Здесь, как на срезе дерева, видно, как в челове­ческое сознание входит новый масштаб отношения к че­ловеку. Любовь делает самоценным каждое движение любимого человека, каждую частицу его тела, его обли­ка. Она — пока еще в первом приближении — начинает вводить в искусство «психологию подробностей», рас­ширяет диапазоны психологии, добавляет в человече­скую этику и эстетику целые новые области жизни.
С ходом цивилизации все больше распадается древ­ний синкретизм, все дальше уходят времена, когда ду­ховность еще не вышла из лона телесности. Теперь она часто уже самостоятельна, независима, уже существует сама по себе. Любовь все больше пронизывается духов­ными тяготениями, и это видно не только в лирике, но и в позднеантичном романе — в сказании об Амуре и Психее из «Золотого осла» Апулея, в «Левкйппе и Клитофонте» Ахилла Татия, в «Повести о любви Херея и Каллирои» Харитона и особенно в «Эфиопике» Гелио- дбра, романе, который служит как бы мостом к позднему средневековью и который явно предвосхищает миро­ощущение той эпохи.

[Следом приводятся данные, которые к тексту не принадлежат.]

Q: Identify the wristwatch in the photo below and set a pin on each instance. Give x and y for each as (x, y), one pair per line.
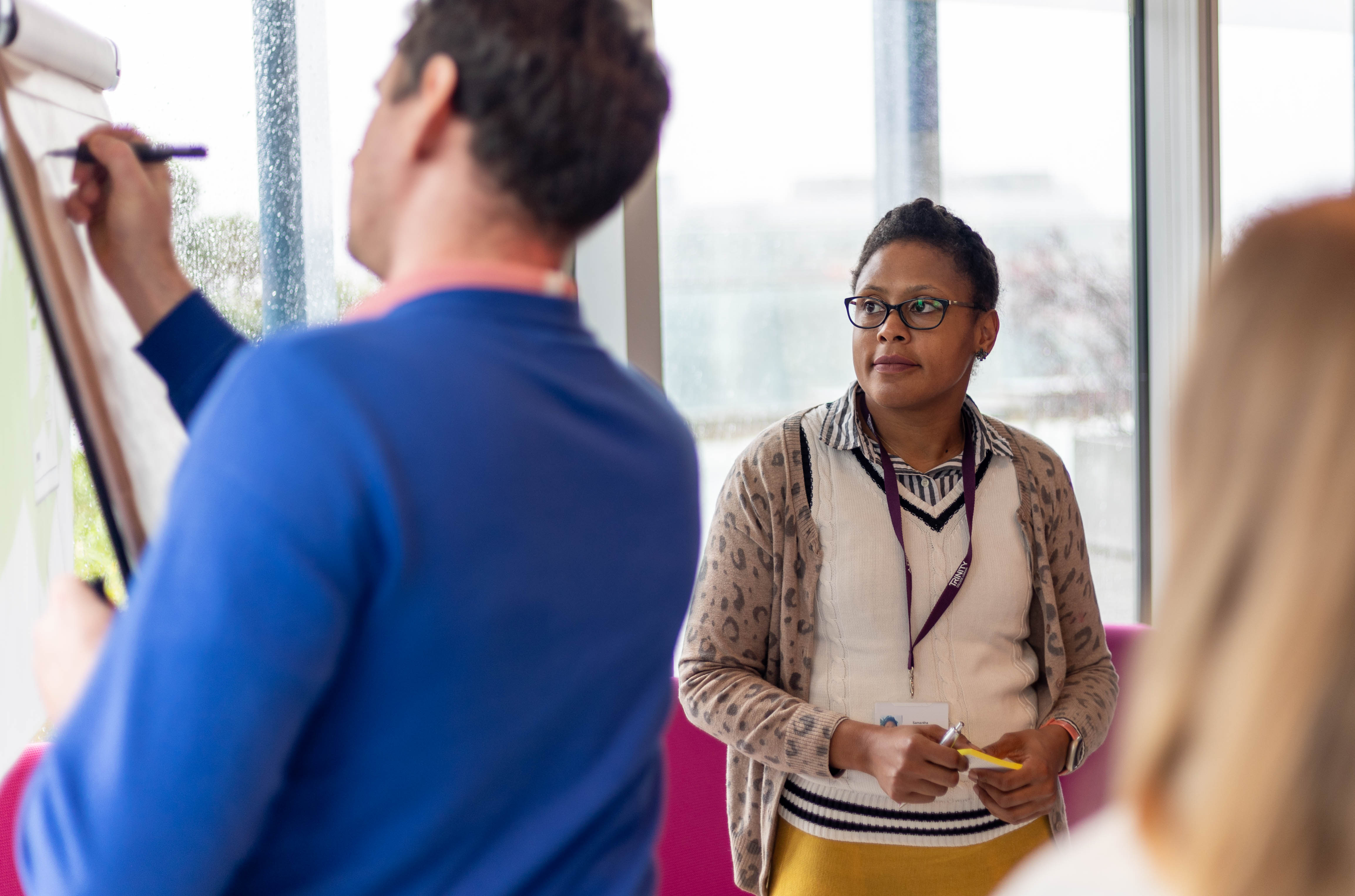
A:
(1074, 746)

За времена античности любовь проходит расстояние от Афродиты Пандемос — через Афродиту Книдскую — до Афродиты Урании. Телесный эрос сменяется лю­бовью. В жизнь человечества, в его психологию входит совершенно новая, гигантская область, которая резко меняет и психологию людей, и их мораль, и всю систе­му их представлений о добре и зле, счастье и горе.

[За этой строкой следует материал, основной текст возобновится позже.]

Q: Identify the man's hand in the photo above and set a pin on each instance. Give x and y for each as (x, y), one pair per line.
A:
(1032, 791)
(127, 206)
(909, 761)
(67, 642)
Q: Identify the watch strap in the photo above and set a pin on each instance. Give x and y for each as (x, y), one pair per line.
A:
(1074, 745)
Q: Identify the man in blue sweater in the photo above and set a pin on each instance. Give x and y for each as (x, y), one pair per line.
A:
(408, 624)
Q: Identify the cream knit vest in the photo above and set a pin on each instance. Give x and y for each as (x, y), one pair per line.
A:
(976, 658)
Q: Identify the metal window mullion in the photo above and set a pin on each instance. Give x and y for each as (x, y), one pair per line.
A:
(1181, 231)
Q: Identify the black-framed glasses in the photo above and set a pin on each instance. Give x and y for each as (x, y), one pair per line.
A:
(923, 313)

Но только ли одни приобретения дала людям лю­бовь? Не потеряло ли что-нибудь человечество с этим переходом от эроса к любви?

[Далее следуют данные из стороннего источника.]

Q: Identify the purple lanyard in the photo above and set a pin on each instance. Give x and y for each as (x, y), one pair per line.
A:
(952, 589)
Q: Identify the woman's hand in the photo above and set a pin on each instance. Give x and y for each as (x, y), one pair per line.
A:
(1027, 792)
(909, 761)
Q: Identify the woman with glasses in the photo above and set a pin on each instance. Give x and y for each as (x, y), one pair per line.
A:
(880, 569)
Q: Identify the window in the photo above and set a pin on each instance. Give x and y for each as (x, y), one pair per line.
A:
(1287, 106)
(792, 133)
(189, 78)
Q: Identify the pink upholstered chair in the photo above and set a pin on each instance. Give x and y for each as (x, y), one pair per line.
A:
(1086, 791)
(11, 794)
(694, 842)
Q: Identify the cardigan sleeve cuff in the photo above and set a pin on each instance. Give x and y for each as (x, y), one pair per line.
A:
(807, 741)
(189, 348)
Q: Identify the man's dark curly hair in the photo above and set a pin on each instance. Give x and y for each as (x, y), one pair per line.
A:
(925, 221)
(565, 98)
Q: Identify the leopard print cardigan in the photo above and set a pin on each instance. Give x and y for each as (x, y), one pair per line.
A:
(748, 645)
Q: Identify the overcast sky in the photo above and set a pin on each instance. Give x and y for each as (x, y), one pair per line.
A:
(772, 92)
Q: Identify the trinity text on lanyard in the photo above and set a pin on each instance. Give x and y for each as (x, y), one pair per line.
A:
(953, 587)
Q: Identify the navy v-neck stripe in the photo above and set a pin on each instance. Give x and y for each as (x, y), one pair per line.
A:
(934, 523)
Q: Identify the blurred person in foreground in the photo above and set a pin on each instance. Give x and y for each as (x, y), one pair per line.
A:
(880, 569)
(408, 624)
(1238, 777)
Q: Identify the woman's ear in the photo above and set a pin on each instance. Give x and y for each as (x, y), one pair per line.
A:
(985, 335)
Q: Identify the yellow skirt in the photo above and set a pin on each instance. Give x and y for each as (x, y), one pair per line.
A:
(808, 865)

Федра из еврипидовского «Ипполита» спрашивает кормилицу:
—   Ты знаешь ли, что это значит — «любит»?
И та отвечает:
—    Да, слаще нет, дитя, и нет больней.
Для древних любовь — смесь меда и яда, и недаром их трагедия с таким страхом писала о ней. Вместе с появлением любви резко выросли не только радости жизни, но и — пожалуй, еще больше — ее горести, ее боль, тревога. Любовь — огромный психологический уси­литель восприятия, и она увеличивает в глазах людей и счастье и несчастье, и, может быть, несчастье даже больше, чем счастье. И поэтому так много горя и боли в античной драме, в античной лирике, да и вообще у поэтов всех других эпох — от Петрарки до Блока и Маяковского.
Входя в жизнь человечества, любовь меняет весь строй ее ценностей. Это совершенно новый стимул сре­ди стимулов человеческого поведения, и, появляясь, он бросает свой отсвет на все другие стимулы, смещает их равновесие, резко меняет пропорции. Простота чело­веческой жизни теперь пропадает, рождение любви за­путывает, усложняет индивидуальную жизнь, лишает ее былой ясности и цельности.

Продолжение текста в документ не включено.